Muito bem colocada na societé carioca, eu busquei com afinco referências e vivências que me afastassem de uma vida vivida no sofá na companhia daquele que eu anunciei a morte na primeira linha e de outros genéricos. Com insistência, consequências dos trinta e tals, bate uma onda reflexiva e me pego a comparar o que eu era com o que me tornei. Eu e esta minha condição sociológica de ter um passado popular na periferia belo horizontina e ter um presente endividado na zona sul do rio mal resolvidos.

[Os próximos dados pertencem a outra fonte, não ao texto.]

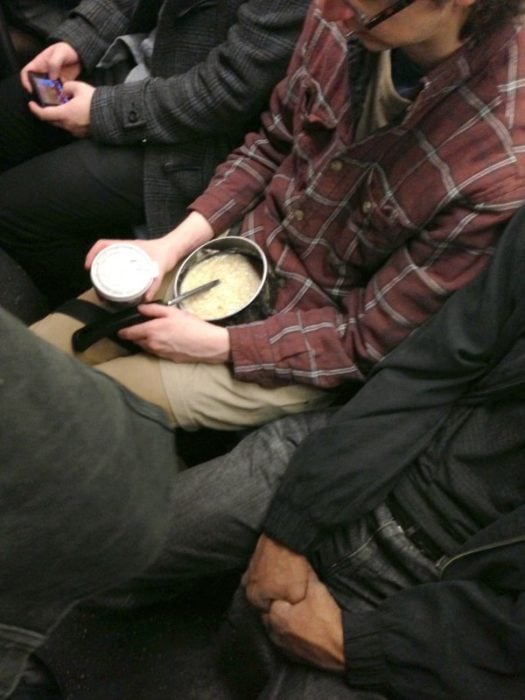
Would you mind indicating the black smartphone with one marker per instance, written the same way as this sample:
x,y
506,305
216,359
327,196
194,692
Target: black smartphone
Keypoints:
x,y
47,92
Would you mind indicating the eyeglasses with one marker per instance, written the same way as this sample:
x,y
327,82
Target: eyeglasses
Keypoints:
x,y
366,22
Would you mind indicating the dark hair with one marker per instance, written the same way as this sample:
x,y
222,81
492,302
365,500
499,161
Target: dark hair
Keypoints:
x,y
487,15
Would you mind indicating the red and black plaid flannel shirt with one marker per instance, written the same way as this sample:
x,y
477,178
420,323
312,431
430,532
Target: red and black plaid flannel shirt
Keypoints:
x,y
370,238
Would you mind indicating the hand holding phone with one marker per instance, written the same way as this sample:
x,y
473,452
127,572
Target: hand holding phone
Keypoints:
x,y
47,92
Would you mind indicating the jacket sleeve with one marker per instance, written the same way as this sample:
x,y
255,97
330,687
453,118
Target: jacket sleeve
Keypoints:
x,y
93,25
341,472
216,94
450,639
240,182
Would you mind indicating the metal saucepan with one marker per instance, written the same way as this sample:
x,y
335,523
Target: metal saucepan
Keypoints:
x,y
255,306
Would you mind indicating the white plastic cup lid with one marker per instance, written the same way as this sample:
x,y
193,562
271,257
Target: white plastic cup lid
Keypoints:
x,y
123,272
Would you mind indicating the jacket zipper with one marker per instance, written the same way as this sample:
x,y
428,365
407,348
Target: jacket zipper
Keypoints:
x,y
477,550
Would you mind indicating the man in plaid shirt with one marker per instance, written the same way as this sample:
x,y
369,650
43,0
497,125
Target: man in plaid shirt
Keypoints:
x,y
389,159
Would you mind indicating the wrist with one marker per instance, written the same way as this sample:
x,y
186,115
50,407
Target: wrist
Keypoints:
x,y
188,235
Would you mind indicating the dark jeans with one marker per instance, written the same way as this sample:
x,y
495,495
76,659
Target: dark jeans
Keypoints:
x,y
58,195
90,503
86,489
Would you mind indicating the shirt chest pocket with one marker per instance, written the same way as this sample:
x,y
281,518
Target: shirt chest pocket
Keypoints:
x,y
380,221
315,122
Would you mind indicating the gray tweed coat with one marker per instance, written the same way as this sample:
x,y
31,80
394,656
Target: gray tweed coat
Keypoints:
x,y
214,65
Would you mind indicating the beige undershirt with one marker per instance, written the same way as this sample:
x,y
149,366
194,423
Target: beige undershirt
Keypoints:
x,y
382,101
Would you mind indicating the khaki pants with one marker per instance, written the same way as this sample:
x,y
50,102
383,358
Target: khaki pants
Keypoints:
x,y
194,395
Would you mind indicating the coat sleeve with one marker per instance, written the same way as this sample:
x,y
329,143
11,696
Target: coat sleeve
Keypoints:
x,y
341,472
450,639
93,25
215,95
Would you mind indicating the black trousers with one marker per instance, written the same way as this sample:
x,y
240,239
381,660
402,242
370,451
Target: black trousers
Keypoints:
x,y
58,195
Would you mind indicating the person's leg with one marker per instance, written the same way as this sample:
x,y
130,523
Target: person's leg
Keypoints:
x,y
194,395
55,206
86,488
362,564
219,508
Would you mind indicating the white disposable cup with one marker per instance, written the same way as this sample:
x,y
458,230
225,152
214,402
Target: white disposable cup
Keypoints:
x,y
122,273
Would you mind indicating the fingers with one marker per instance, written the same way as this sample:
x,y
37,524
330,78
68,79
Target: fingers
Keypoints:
x,y
95,249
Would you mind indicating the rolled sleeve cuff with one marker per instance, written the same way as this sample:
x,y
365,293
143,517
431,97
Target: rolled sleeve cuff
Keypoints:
x,y
117,114
88,45
251,352
365,661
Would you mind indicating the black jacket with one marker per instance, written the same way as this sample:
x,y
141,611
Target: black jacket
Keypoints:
x,y
462,637
214,65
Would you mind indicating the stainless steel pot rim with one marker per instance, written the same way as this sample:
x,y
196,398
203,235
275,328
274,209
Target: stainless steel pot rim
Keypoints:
x,y
226,245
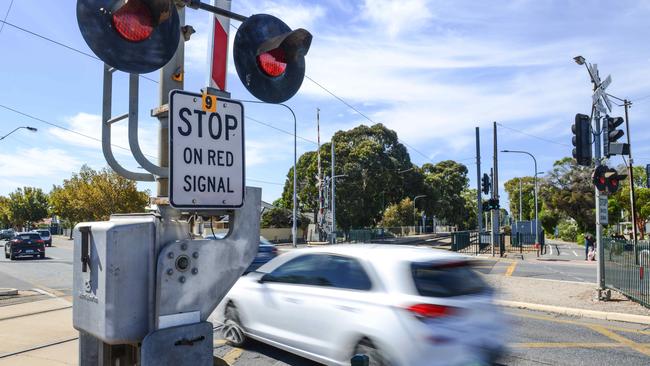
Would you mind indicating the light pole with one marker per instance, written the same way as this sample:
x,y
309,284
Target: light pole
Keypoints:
x,y
415,220
534,188
294,214
33,129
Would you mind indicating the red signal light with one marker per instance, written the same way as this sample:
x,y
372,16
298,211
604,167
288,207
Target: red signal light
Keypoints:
x,y
133,21
273,63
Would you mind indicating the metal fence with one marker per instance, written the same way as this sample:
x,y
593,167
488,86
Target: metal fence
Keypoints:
x,y
627,271
471,242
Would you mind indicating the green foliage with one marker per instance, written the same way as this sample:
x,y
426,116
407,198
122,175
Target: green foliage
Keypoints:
x,y
549,220
399,214
377,169
94,195
470,210
445,183
568,231
568,190
27,205
527,197
276,217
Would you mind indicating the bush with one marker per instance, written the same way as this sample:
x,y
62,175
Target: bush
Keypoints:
x,y
568,231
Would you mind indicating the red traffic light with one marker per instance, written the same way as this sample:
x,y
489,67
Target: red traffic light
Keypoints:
x,y
133,21
134,36
270,57
273,63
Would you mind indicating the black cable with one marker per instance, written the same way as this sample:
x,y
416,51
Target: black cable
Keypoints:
x,y
6,16
65,128
64,45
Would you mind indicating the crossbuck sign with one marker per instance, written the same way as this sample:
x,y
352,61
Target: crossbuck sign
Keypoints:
x,y
206,151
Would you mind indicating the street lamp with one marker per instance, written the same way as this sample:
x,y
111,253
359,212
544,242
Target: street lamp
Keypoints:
x,y
415,220
33,129
534,188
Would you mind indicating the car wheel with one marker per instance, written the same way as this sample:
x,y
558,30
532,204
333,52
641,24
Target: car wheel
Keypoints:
x,y
232,331
366,347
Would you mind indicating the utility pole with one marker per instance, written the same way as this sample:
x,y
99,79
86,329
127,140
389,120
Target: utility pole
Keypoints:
x,y
520,199
333,238
627,104
495,192
479,213
320,219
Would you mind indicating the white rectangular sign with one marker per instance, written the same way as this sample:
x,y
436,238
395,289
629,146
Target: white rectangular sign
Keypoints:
x,y
603,218
206,152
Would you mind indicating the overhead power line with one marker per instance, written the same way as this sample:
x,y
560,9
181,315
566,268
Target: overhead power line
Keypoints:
x,y
65,128
531,135
63,45
6,16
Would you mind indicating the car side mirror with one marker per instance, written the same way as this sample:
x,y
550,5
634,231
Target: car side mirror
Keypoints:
x,y
266,278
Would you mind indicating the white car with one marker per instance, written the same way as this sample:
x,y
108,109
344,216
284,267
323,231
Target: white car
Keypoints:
x,y
402,306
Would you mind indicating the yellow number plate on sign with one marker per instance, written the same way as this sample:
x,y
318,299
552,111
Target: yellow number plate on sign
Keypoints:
x,y
209,103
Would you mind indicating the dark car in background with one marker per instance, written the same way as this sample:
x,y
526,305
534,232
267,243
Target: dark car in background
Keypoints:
x,y
46,236
28,244
7,234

Do papo das origens, o que vale é a conexão com os seus pares longínquos da época em que acompanhávamos as disputas dominicais acirradas pela audiência. Se há muitas moedas culturais genuinamente “do povão” que são muito bem vistas, há outras, como o Gugu, difíceis de creditar[2].

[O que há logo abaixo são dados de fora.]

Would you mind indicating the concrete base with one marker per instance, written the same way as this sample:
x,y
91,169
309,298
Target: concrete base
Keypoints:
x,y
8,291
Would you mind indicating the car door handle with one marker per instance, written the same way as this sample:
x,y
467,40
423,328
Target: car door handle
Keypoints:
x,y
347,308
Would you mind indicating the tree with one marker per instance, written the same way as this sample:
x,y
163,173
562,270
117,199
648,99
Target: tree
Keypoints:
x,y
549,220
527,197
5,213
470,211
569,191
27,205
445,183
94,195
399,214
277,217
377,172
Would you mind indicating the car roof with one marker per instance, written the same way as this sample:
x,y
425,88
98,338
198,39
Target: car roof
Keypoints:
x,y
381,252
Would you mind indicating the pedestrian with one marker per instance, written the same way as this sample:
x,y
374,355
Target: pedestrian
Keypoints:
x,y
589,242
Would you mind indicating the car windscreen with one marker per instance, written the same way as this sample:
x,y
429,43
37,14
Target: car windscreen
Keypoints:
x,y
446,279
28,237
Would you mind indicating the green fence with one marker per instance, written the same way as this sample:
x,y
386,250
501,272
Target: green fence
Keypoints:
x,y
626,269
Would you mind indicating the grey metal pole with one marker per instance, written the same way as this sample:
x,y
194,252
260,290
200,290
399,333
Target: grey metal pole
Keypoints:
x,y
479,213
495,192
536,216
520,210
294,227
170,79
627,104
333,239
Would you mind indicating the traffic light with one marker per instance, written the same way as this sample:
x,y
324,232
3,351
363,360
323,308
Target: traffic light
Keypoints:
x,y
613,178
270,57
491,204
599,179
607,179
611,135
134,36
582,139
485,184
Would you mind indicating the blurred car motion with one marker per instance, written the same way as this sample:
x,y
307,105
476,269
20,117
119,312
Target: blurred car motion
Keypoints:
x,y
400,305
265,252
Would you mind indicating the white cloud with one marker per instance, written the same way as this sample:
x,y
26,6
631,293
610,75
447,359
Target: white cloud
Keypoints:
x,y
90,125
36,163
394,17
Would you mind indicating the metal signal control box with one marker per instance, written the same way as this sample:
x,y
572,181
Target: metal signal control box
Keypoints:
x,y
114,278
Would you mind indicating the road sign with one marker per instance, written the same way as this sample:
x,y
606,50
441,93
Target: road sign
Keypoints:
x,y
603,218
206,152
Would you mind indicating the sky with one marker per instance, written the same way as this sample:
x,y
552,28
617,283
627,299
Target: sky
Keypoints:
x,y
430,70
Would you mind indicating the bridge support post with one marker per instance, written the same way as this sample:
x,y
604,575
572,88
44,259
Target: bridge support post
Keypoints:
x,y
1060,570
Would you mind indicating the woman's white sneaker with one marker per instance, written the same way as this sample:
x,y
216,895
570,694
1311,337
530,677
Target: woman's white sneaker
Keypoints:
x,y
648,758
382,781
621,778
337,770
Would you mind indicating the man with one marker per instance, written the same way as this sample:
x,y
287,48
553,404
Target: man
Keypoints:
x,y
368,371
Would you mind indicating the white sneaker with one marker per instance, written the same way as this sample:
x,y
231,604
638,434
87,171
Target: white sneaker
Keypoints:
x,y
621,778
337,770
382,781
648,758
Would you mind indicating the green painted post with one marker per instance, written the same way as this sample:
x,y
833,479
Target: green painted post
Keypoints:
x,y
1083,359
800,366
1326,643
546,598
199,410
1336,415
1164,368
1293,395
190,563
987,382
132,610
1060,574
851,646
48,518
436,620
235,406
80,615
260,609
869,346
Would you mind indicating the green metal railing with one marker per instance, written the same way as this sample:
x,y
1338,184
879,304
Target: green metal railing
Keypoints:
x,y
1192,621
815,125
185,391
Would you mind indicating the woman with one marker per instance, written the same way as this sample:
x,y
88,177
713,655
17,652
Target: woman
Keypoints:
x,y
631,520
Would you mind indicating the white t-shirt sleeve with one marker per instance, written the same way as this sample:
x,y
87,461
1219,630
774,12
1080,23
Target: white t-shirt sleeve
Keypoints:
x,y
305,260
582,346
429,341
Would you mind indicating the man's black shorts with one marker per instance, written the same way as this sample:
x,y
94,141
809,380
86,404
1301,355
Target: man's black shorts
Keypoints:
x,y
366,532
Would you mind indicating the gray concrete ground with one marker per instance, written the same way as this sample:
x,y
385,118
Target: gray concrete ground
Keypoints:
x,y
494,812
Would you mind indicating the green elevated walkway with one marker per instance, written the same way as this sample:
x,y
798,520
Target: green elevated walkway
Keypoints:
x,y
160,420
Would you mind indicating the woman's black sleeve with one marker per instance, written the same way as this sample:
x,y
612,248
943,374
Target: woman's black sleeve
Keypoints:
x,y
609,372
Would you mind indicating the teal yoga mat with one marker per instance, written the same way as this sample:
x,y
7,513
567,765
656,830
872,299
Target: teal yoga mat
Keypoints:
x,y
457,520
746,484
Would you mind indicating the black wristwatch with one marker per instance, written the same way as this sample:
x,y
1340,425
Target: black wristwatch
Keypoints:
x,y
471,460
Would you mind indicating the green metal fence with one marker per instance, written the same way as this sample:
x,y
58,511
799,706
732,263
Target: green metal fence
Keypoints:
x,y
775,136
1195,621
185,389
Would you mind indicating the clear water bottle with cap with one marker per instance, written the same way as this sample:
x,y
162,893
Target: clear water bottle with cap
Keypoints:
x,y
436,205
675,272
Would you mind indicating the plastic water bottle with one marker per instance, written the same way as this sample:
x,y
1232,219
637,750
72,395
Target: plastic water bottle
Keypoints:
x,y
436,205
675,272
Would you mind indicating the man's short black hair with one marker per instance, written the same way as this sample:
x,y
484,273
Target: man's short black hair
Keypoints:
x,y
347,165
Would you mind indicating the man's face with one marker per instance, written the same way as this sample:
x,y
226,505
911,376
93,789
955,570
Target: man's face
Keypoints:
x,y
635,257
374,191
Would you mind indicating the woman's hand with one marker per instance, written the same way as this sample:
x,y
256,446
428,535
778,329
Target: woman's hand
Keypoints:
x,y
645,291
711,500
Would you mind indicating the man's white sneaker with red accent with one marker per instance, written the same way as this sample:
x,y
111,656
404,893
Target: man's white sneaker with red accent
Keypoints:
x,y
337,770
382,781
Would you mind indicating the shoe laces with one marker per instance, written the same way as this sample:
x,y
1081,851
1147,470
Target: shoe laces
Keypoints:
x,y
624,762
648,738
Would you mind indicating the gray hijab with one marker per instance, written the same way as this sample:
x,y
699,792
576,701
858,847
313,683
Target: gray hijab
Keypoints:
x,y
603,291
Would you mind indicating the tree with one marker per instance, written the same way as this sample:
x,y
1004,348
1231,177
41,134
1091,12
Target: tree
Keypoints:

As memórias da telespectadora de canais abertos contam mais sobre as escassas opções de fruição em outras searas do que o deleite absoluto com o Passa ou Repassa. São práticas que remetem a um cotidiano imperativo que abria poucas brechas para as famílias trabalhadoras, como a minha, ousar alternativas que não a oferta fácil da televisão. Assistir aos programas se colocava como escape, mas também cumpria uma função socializadora. Não raro era da programação dominical que surgia o assunto da semana. A denúncia do Fantástico, o famélico ajudado pelo Gugu, a pegadinha do Silvio Santos e tantos outros casos que se repetem ad eterno. Ocorre que se tudo soa parecido na TV, como nos anos 80 e 90, as formas de comunicação, a cartela de canais, as diferentes plataformas e, sobretudo, o comportamento do potencial telespectador mudou demais. Hoje, dizem alguns especialistas, que adolescentes, independente do seu estrato social, não assistem televisão. Naquela época, eu, a minha mãe, minha tia e a minha avó sempre travávamos algum debate fomentado por um furo de reportagem, algum plantão da Globo, alguma novela, ou, óbvio sobre algum famélico ajudado. Era o nosso esperanto.

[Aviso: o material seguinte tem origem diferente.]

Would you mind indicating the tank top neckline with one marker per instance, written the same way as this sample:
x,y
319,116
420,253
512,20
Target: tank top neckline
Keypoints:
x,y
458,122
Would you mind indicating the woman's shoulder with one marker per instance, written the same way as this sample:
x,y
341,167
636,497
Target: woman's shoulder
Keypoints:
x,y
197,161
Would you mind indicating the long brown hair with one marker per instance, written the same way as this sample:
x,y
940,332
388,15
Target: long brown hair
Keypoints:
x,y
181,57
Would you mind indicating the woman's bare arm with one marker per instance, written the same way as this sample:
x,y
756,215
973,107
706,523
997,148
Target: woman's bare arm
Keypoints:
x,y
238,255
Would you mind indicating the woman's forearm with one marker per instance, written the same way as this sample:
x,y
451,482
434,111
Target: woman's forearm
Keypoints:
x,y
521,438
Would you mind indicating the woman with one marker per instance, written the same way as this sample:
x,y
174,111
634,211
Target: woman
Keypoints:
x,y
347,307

Cancelar a TV é arriscar perder uma habilidade de comunicação. Ao menos, com esse universo que elege esses conteúdos como passatempo, ou que só pode contar com eles. Pode ser até uma boa arriscar nos dias que se seguem, pois as audiências em queda nos dão pistas que outras preferências andam concorrendo pesado com o plin plin.

Dessas vivências, há o que se reivindicar orgulhosamente como formativo e distintivo de sujeitos consumidores e produtores culturais. Outras experiências, por sua vez, merecem apenas um obituário sarcástico. A advertência cabal sobre os malefícios da exposição excessiva ao sinal analógico durante a primeira infância e a adolescência para a formação crítica e estética pode ser um tanto alarmista, – eu, pelo menos, me apego nisto. Oremos. Ademais sempre terão aqueles mais criativos, que mesmo tendo assimilado altas doses da grotesca e empobrecida grade dominical, andam por aí a devolvê-la regurgitada como paladar para as representações insossas do mainstream.

Em tempo, continuo sendo fonte primária do mundo das celebridades e, se ando afastada da programação televisa, não deixo escapar épicos como “A Fazenda” de Pepe e Nenem e de Theo Becker.

* Raquel Guilherme de Lima é professora do Departamento de Sociologia e Metodologia das Ciências Sociais daUFF e, às vezes, a gêmea má. Colabora com a Escuta.

Notas

[1] Dessas, 17 estão fingindo saber.

[2] Sim, sim eu sei que não era só o povão que assistia ao Gugu. Obrigada.